Me: Let me tell ya something...my grandma was 89 when she died. You're four. That means she lived another 85 years after being four. You've got a long long time before you have to even think about dying. Besides, when you get older you get to do all sorts of fun things.

The conversation then shifted to all the possibilities for what Sam could do when he grows up.

Yeah...I haven't screwed this kid up AT ALL.

The worse part is that I don't remember talking about dying AT ALL. And Sam is currently at the point in his ability to tell time where everything happened "last week" or "last morning." We don't talk about dying.
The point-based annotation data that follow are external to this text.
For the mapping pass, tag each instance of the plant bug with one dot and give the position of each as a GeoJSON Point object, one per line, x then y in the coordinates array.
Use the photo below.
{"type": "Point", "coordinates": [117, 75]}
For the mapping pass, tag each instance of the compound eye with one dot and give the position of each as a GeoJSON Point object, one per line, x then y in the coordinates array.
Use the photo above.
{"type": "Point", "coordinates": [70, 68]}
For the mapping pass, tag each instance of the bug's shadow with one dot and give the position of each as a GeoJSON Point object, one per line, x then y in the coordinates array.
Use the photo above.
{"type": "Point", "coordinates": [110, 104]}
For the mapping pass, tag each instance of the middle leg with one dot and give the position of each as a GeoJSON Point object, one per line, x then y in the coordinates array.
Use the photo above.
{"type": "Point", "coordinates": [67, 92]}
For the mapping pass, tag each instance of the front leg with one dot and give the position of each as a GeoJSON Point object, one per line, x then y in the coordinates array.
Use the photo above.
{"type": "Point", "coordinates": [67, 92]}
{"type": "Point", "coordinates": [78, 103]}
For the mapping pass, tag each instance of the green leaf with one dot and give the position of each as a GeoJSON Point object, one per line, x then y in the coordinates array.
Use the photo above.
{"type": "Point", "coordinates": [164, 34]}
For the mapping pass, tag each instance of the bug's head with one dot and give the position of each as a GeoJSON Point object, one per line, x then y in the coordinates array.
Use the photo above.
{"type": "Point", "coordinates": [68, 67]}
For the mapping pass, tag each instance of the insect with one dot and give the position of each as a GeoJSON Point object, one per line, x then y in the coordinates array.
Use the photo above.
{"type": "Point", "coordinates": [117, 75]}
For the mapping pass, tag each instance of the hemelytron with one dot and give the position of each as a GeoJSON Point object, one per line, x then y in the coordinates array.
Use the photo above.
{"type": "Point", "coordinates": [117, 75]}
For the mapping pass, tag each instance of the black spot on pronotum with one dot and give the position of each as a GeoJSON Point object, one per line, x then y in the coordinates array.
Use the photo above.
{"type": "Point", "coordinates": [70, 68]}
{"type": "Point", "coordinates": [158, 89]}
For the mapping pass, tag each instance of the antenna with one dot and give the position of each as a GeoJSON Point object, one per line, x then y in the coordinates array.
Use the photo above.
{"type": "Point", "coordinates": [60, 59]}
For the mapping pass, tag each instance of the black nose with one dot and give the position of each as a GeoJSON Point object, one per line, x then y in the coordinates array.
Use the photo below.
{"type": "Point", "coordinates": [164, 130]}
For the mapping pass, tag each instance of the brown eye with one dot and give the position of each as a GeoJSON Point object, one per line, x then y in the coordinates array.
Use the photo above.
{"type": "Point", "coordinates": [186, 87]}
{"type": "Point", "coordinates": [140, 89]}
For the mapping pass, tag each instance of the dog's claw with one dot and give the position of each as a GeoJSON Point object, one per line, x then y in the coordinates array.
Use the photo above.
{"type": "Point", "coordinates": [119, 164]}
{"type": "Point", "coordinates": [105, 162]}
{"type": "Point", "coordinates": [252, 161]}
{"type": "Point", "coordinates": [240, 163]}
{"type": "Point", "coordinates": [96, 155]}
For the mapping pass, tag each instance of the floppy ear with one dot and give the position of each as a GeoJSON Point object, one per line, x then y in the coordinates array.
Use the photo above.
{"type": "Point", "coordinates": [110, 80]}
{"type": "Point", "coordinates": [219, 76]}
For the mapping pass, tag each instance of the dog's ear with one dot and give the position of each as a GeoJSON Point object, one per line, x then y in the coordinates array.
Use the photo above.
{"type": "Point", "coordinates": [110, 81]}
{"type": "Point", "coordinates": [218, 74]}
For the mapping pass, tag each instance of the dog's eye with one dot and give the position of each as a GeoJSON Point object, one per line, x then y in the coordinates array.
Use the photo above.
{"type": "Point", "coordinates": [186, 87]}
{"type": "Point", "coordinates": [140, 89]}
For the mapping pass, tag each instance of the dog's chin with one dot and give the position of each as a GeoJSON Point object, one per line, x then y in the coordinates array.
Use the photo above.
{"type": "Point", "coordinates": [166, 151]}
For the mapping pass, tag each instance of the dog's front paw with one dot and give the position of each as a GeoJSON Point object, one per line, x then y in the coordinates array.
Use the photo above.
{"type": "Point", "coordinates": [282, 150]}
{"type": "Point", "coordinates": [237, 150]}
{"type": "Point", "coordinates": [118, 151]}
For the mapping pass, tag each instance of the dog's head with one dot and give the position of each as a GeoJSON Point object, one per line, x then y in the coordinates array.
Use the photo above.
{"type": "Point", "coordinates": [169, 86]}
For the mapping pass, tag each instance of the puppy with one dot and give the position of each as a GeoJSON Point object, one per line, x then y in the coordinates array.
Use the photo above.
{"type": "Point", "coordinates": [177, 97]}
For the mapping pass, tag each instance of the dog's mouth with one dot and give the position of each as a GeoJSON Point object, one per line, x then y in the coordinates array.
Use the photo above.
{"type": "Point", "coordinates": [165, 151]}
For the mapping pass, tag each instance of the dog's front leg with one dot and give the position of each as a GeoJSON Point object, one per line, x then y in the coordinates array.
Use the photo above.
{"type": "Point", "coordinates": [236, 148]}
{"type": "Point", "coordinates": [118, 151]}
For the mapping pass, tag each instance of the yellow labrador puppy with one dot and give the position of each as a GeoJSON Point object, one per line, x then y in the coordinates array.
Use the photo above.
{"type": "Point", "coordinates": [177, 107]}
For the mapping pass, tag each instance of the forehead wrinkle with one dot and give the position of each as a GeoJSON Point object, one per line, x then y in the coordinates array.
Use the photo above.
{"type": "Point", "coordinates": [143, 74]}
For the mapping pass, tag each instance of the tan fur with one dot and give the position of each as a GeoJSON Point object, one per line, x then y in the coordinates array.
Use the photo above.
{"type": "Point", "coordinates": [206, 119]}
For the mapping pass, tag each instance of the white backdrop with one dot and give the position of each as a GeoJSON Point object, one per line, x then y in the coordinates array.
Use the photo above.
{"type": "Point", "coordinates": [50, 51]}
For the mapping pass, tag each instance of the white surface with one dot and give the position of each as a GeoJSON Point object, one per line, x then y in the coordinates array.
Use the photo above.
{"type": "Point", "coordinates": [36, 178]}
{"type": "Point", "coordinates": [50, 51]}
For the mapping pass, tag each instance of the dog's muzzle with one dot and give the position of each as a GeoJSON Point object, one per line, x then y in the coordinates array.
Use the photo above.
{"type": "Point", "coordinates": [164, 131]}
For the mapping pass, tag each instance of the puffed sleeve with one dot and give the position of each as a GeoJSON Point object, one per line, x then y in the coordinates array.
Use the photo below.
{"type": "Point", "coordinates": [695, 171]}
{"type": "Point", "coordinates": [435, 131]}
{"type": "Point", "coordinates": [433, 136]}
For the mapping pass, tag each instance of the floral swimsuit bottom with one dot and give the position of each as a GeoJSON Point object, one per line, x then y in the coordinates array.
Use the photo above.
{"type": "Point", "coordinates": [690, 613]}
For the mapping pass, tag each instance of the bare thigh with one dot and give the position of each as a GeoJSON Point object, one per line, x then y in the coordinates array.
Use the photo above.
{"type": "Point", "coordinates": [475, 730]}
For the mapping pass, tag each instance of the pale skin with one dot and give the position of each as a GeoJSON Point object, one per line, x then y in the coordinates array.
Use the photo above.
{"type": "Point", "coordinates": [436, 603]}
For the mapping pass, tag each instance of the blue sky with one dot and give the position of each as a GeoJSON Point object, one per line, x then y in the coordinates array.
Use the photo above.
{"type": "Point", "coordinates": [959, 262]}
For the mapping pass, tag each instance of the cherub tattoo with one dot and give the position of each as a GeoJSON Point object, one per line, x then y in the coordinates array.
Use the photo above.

Sam has, on occasion, acknowledged that his brothers died and went to be angels...but that's it as far as the death talk in our house as far as I remember.

I want my old life back.

7 comments:

Heather said...

He isn't screwed up. He is delightful! Don't be so hard on yourself.

Anonymous said...

He isn't screwed up AT ALL. This is totally normal, and you actually handled it really well. Some people tell their kids they are never going to die, which is a lie, and messes them up. Some people just say, "Don't talk about it." Which does not answer the question...and smart kids know that.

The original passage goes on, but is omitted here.